Anomaly Repair Criteria
[cir] Segments operating at MAOP equal to 80 percent stress level--
any anomaly evaluated and found to have an FPR equal to or less than
1.25 must be repaired.
[cir] Segments operating at MAOP equal to 66 percent stress level--
any anomaly evaluated and found to have an FPR equal to or less than
1.50 must be repaired.
[cir] Segments operating at MAOP equal to 56 percent stress level--
any anomaly evaluated and found to have an FPR equal to or less than
1.80 must be repaired.
a. All other pipe segments with anomalies not repaired must be
[[Page 39145]]
reassessed according to subpart O and the American Society of
Mechanical Engineers (ASME) standard B31.8S requirements. Each anomaly
not repaired must have a corrosion growth rate and ILI tool tolerance
assigned to it per the Gas Integrity Management Program (IMP) to
determine the maximum re-inspection interval.

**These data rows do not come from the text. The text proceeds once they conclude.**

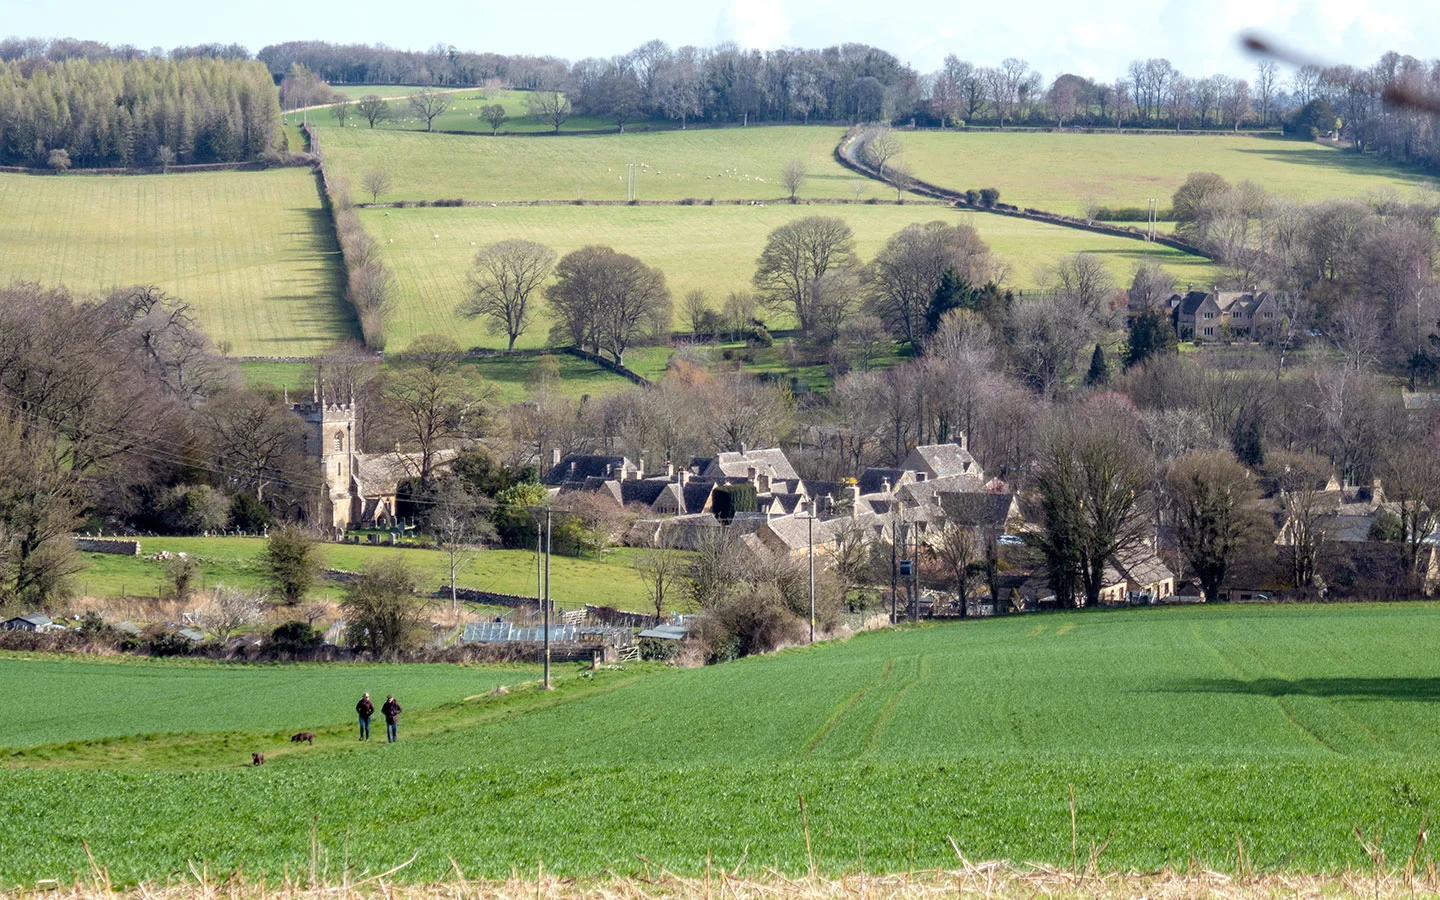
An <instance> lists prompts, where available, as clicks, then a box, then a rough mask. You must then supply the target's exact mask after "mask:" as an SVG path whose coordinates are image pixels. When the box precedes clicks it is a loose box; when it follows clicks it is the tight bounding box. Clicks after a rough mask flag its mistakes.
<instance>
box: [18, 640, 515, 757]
mask: <svg viewBox="0 0 1440 900" xmlns="http://www.w3.org/2000/svg"><path fill="white" fill-rule="evenodd" d="M537 675H539V671H537V670H536V668H534V667H528V665H420V664H403V665H361V664H308V665H301V664H288V665H235V664H216V662H202V661H193V660H132V658H121V660H75V658H68V657H24V655H6V657H0V684H20V683H29V684H37V685H45V690H43V691H19V693H16V694H13V696H12V697H10V701H9V707H10V714H9V716H7V717H6V719H4V720H3V721H0V747H26V746H33V744H37V743H66V742H72V740H98V739H104V737H124V736H128V734H161V733H176V732H190V733H196V732H222V730H245V732H264V730H272V732H287V734H285V736H287V737H288V733H294V732H311V730H315V729H317V727H320V726H334V724H348V723H350V721H351V719H353V717H354V713H353V710H354V704H356V701H357V700H359V698H360V694H363V693H366V691H369V693H370V697H372V698H373V700H374V703H376V707H379V706H380V703H382V701H383V700H384V696H386V694H387V693H392V694H395V696H396V697H397V698H399V700H400V704H402V706H403V707H405V708H406V711H409V713H418V711H420V710H425V708H431V707H435V706H439V704H442V703H449V701H454V700H456V698H459V697H468V696H471V694H480V693H484V691H488V690H491V688H492V687H495V685H497V684H516V683H518V681H527V680H531V678H534V677H537ZM58 698H59V700H58ZM379 730H380V732H382V733H383V729H379Z"/></svg>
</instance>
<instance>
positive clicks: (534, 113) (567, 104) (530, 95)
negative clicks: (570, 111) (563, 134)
mask: <svg viewBox="0 0 1440 900" xmlns="http://www.w3.org/2000/svg"><path fill="white" fill-rule="evenodd" d="M526 108H527V109H528V111H530V115H533V117H536V118H537V120H540V121H543V122H544V124H547V125H550V127H552V128H554V132H556V134H560V125H563V124H564V122H566V121H569V118H570V111H572V108H570V99H569V98H567V96H566V95H564V94H562V92H559V91H536V92H534V94H531V95H530V96H528V98H526Z"/></svg>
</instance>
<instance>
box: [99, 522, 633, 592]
mask: <svg viewBox="0 0 1440 900" xmlns="http://www.w3.org/2000/svg"><path fill="white" fill-rule="evenodd" d="M140 543H141V550H143V553H144V554H145V556H148V554H151V553H158V552H160V550H168V552H171V553H181V552H183V553H187V554H189V556H192V557H193V559H196V560H199V563H200V576H202V580H203V588H212V586H215V585H219V583H223V585H226V586H230V588H246V589H258V588H262V586H264V585H265V576H264V572H262V569H261V563H259V556H261V552H262V550H264V549H265V541H264V540H261V539H258V537H145V539H141V541H140ZM321 556H323V557H324V563H325V566H328V567H331V569H343V570H347V572H359V570H360V569H363V567H364V564H366V563H367V562H372V560H382V559H389V557H399V559H403V560H405V562H408V563H409V564H410V566H413V567H415V569H416V572H418V573H419V575H420V586H422V588H423V589H435V588H441V586H442V585H444V586H448V585H449V557H446V556H445V554H444V553H441V552H439V550H419V549H403V547H373V546H363V544H323V546H321ZM85 559H86V560H88V562H89V567H88V569H86V570H85V572H82V573H81V575H78V576H75V579H73V582H75V588H76V589H78V590H81V592H82V593H85V595H88V596H98V598H107V596H112V598H118V596H158V595H160V593H161V590H163V583H164V564H163V563H160V562H157V560H148V559H145V557H144V556H112V554H105V553H86V554H85ZM631 559H632V552H628V550H613V552H608V553H605V554H603V556H602V559H600V560H589V559H572V557H562V556H554V557H552V563H550V564H552V572H550V573H552V577H553V582H552V596H553V598H554V602H556V605H557V606H562V608H577V606H583V605H585V603H599V605H611V606H621V608H625V609H644V608H645V605H647V600H645V588H644V585H642V583H641V580H639V576H638V575H636V573H635V570H634V569H632V567H631ZM534 560H536V557H534V552H533V550H484V552H481V553H477V554H475V556H472V557H471V560H469V563H468V564H467V566H465V569H464V572H462V573H461V577H459V583H461V585H462V586H465V588H477V589H480V590H494V592H497V593H514V595H521V596H533V595H534V589H536V580H534V579H536V572H534V567H536V563H534ZM312 595H315V596H330V598H331V599H338V596H340V588H338V586H337V585H331V583H321V585H318V586H317V588H314V589H312Z"/></svg>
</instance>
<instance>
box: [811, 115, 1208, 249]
mask: <svg viewBox="0 0 1440 900" xmlns="http://www.w3.org/2000/svg"><path fill="white" fill-rule="evenodd" d="M863 130H864V125H855V127H854V128H851V130H850V131H847V132H845V137H842V138H841V140H840V144H837V145H835V161H837V163H840V164H841V166H844V167H845V168H848V170H851V171H855V173H858V174H863V176H865V177H867V179H873V180H876V181H881V183H884V179H881V177H880V173H878V171H876V170H874V168H871V167H870V166H867V164H865V163H863V161H861V160H858V158H857V157H855V156H854V151H852V150H851V144H852V143H854V141H855V138H857V137H858V135H860V132H861V131H863ZM910 190H912V192H914V193H920V194H926V196H930V197H936V199H940V200H948V202H949V203H950V204H952V206H958V207H960V209H971V210H975V212H982V213H995V215H998V216H1011V217H1015V219H1030V220H1031V222H1041V223H1044V225H1058V226H1061V228H1073V229H1076V230H1081V232H1093V233H1096V235H1109V236H1112V238H1129V239H1132V240H1143V242H1146V243H1159V245H1162V246H1168V248H1171V249H1176V251H1181V252H1182V253H1189V255H1192V256H1200V258H1202V259H1214V256H1212V255H1211V253H1207V252H1205V251H1202V249H1200V248H1198V246H1195V245H1194V243H1188V242H1185V240H1181V239H1178V238H1172V236H1169V235H1156V236H1155V238H1153V239H1152V238H1148V236H1146V235H1145V233H1143V232H1140V229H1138V228H1119V226H1115V225H1103V223H1100V222H1086V220H1084V219H1076V217H1073V216H1063V215H1060V213H1051V212H1047V210H1043V209H1028V207H1027V209H1021V207H1018V206H1014V204H1011V203H995V204H994V206H978V204H973V203H971V202H968V200H966V199H965V193H963V192H958V190H955V189H950V187H940V186H939V184H933V183H930V181H924V180H922V179H913V180H912V184H910Z"/></svg>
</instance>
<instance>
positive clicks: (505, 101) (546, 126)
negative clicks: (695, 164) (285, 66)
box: [289, 85, 680, 134]
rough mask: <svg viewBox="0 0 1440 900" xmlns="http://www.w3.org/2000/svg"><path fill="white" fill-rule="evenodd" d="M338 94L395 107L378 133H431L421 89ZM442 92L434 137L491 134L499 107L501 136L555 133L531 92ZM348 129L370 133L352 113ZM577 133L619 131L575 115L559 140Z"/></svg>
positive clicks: (335, 118) (331, 123) (347, 86)
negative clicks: (540, 108)
mask: <svg viewBox="0 0 1440 900" xmlns="http://www.w3.org/2000/svg"><path fill="white" fill-rule="evenodd" d="M338 89H340V92H341V94H344V95H346V96H348V98H350V99H360V98H361V96H366V95H367V94H376V95H379V96H383V98H386V99H389V101H390V102H389V104H387V105H389V107H390V118H389V120H384V121H380V122H376V127H374V130H376V131H425V130H426V128H425V120H423V118H420V117H418V115H415V112H413V111H412V109H410V104H409V99H408V98H409V95H410V94H415V92H416V91H419V88H405V86H396V85H373V86H360V85H341V86H340V88H338ZM441 91H442V92H444V94H446V95H448V96H449V101H451V105H449V109H446V111H445V112H442V114H441V115H438V117H435V127H433V130H435V131H475V132H480V134H490V132H491V127H490V122H487V121H484V120H482V118H480V108H481V107H488V105H491V104H500V105H501V107H504V108H505V115H508V117H510V118H508V120H507V121H505V122H504V124H501V127H500V134H552V132H553V131H554V125H552V124H550V122H546V121H543V120H540V118H536V117H533V115H530V107H528V102H527V96H528V92H526V91H501V89H490V88H461V89H454V88H441ZM289 115H291V117H294V115H295V114H294V112H291V114H289ZM307 115H308V117H310V122H311V124H318V125H333V127H338V125H340V121H338V120H337V118H336V115H334V112H331V111H330V108H328V107H324V108H320V109H310V111H308V114H307ZM346 128H350V130H363V131H370V122H367V121H366V120H363V118H360V115H359V114H357V112H354V111H353V109H351V115H350V121H348V122H346ZM625 128H626V130H629V131H651V130H655V128H661V130H664V128H680V122H671V121H665V120H641V121H635V122H628V124H626V125H625ZM575 131H616V128H615V122H613V121H611V120H600V118H590V117H588V115H572V117H570V118H569V120H566V121H564V122H563V124H562V125H560V134H566V132H575Z"/></svg>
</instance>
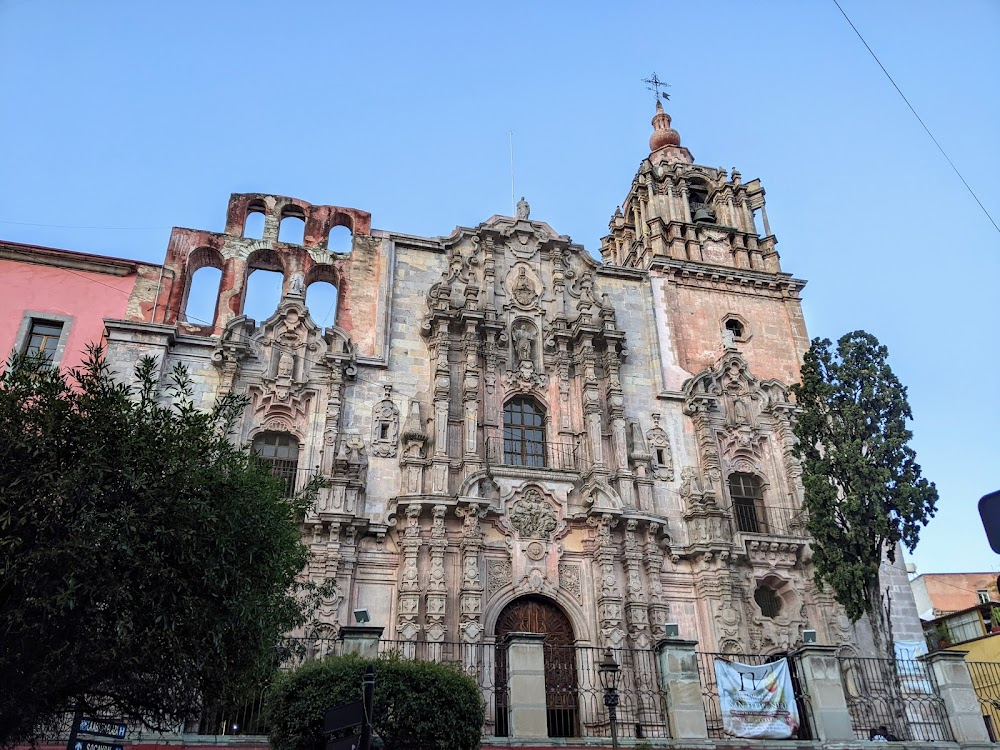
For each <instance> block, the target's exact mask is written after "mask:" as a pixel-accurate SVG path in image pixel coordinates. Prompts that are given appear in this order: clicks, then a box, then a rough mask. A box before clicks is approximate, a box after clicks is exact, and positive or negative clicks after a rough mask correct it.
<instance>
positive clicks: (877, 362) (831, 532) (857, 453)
mask: <svg viewBox="0 0 1000 750" xmlns="http://www.w3.org/2000/svg"><path fill="white" fill-rule="evenodd" d="M831 346H832V344H831V342H830V341H829V340H828V339H823V340H820V339H814V340H813V342H812V346H811V347H810V349H809V351H808V352H807V353H806V355H805V359H804V361H803V364H802V382H801V384H798V385H794V386H792V392H793V393H794V394H795V398H796V401H797V403H798V406H799V407H800V409H801V411H800V412H799V414H798V416H797V419H796V424H795V436H796V437H797V438H798V444H797V446H796V449H795V451H796V455H797V456H798V457H799V458H800V459H801V461H802V483H803V485H804V487H805V504H806V508H807V510H808V513H809V522H808V529H809V532H810V534H811V535H812V536H813V538H814V539H815V540H816V543H815V549H814V554H813V564H814V565H815V568H816V580H817V582H818V583H820V584H821V585H823V584H825V585H829V586H830V588H831V589H832V590H833V592H834V595H835V596H836V598H837V601H839V602H840V604H841V605H843V607H844V609H845V610H846V612H847V615H848V617H850V618H851V621H852V622H857V621H858V620H859V619H860V618H861V617H862V615H865V614H867V615H868V616H869V619H870V622H871V625H872V631H873V635H874V638H875V645H876V648H877V649H878V650H879V651H883V650H884V649H886V648H889V649H891V648H892V646H891V643H889V640H890V639H889V637H888V636H889V620H888V615H887V605H888V602H886V601H883V597H882V592H881V590H880V586H879V567H880V565H881V563H882V560H883V558H887V559H888V560H889V561H890V562H892V561H895V559H896V546H897V544H899V543H902V544H903V545H904V546H905V547H906V548H907V549H908V550H909V551H911V552H912V551H913V549H914V547H916V544H917V541H918V540H919V538H920V528H921V527H922V526H925V525H926V524H927V522H928V520H929V519H930V518H931V517H932V516H933V515H934V511H935V504H936V502H937V496H938V495H937V490H936V489H935V488H934V484H933V483H931V482H928V481H927V480H926V479H924V478H923V477H921V475H920V466H919V465H918V464H917V462H916V460H915V459H916V453H915V452H914V451H913V449H912V448H910V447H909V445H908V443H909V441H910V438H911V437H912V436H913V433H911V432H910V430H909V429H907V426H906V424H907V420H909V419H912V414H911V412H910V406H909V404H908V403H907V400H906V388H904V387H903V386H902V385H901V384H900V382H899V380H898V379H897V378H896V376H895V375H894V374H893V372H892V370H891V368H890V367H889V364H888V363H887V361H886V358H887V356H888V350H887V349H886V348H885V347H884V346H882V345H881V344H880V343H879V341H878V339H876V338H875V337H874V336H872V335H871V334H869V333H866V332H865V331H855V332H853V333H849V334H846V335H845V336H843V337H841V338H840V340H839V341H838V342H837V349H836V352H833V351H831Z"/></svg>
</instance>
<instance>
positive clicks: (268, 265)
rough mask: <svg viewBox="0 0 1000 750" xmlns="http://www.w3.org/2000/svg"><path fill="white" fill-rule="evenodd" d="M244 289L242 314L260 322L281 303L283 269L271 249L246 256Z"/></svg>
mask: <svg viewBox="0 0 1000 750" xmlns="http://www.w3.org/2000/svg"><path fill="white" fill-rule="evenodd" d="M247 268H248V269H249V271H248V274H247V283H246V289H245V291H244V294H243V314H244V315H246V316H247V317H248V318H253V319H254V320H255V321H257V322H258V323H260V322H261V321H263V320H267V319H268V318H270V317H271V316H272V315H273V314H274V311H275V310H277V309H278V305H279V304H281V288H282V286H283V284H284V281H285V269H284V266H282V265H281V258H280V257H279V256H278V254H277V253H276V252H274V251H273V250H257V251H256V252H254V253H252V254H251V255H250V257H249V258H247Z"/></svg>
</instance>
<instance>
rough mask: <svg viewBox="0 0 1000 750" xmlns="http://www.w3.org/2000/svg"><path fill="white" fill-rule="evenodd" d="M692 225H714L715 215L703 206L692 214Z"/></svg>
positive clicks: (699, 208)
mask: <svg viewBox="0 0 1000 750" xmlns="http://www.w3.org/2000/svg"><path fill="white" fill-rule="evenodd" d="M694 223H695V224H714V223H715V214H714V213H712V212H711V211H709V210H708V209H707V208H705V207H704V206H701V207H699V208H698V209H696V210H695V212H694Z"/></svg>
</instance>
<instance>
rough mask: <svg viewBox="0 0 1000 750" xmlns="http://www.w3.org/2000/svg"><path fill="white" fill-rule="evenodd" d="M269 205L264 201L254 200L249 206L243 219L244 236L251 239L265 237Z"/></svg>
mask: <svg viewBox="0 0 1000 750" xmlns="http://www.w3.org/2000/svg"><path fill="white" fill-rule="evenodd" d="M266 211H267V207H266V206H265V205H264V204H263V203H258V202H254V203H251V204H250V205H249V206H248V207H247V216H246V219H244V221H243V236H244V237H246V238H247V239H251V240H262V239H264V221H265V213H266Z"/></svg>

b. Rockies Express must confirm the remaining strength (R-STRENG)
effective area method, R-STRENG--0.85dL, and ASME standard B31G
assessment methods are valid for their pipe diameter, wall thickness,
grade, operating pressure, operating stress level, and operating
temperature. If it is not valid, Rockies Express must confirm a valid
evaluation method to PHMSA. Until confirmation of the previously
mentioned anomaly assessment calculations has been performed, Rockies
Express must use the most conservative of the calculations for anomaly
evaluation.
c. Dents must be evaluated and repaired per Sec. 192.309(b)(ii)
and Sec. 192.933(d)(l)(ii).
44. Preliminary Criteria Reporting: A preliminary report describing
the results, completion dates and status of the supplementary
requirements must be completed for the western and eastern segments of
the pipeline and submitted to PHMSA Headquarters and the appropriate
PHMSA regional office prior to commencing construction of each segment.
45. Criteria Completion Reporting: A report describing results,
completion dates and status of the outstanding supplementary
requirements must be submitted to PHMSA Headquarters and the
appropriate regional office within 180 days after completion of the
western pipeline segment. A similar report must be completed within 180
days of completion of the eastern segment and submitted to PHMSA
Headquarters and the appropriate PHMSA regional office.
A follow-up report must be submitted for the western and eastern
segments after the baseline ILI run has been performed with assessment
and integration of the results. A final report must be submitted upon
completion of the second ILI run for the western and eastern segments.
These reports must be submitted to PHMSA Headquarters and the
appropriate PHMSA regional office.
46. Potential Impact Radius Calculation Updates: If the pipeline
operating pressures and gas quality are determined to be outside the
parameters of the C-FER Study, a new study with the uprated parameters
must be incorporated into the IMP.
If at anytime PHMSA determines the effect of the waiver is
inconsistent with pipeline safety, PHMSA will revoke the waiver at its
sole discretion.
Authority: 49 U.S.C. 60118 (c) and 49 CFR 1.53.
Issued in Washington, DC, on July 5, 2006.
Theodore L. Willke,
Deputy Associate Administrator for Pipeline Safety.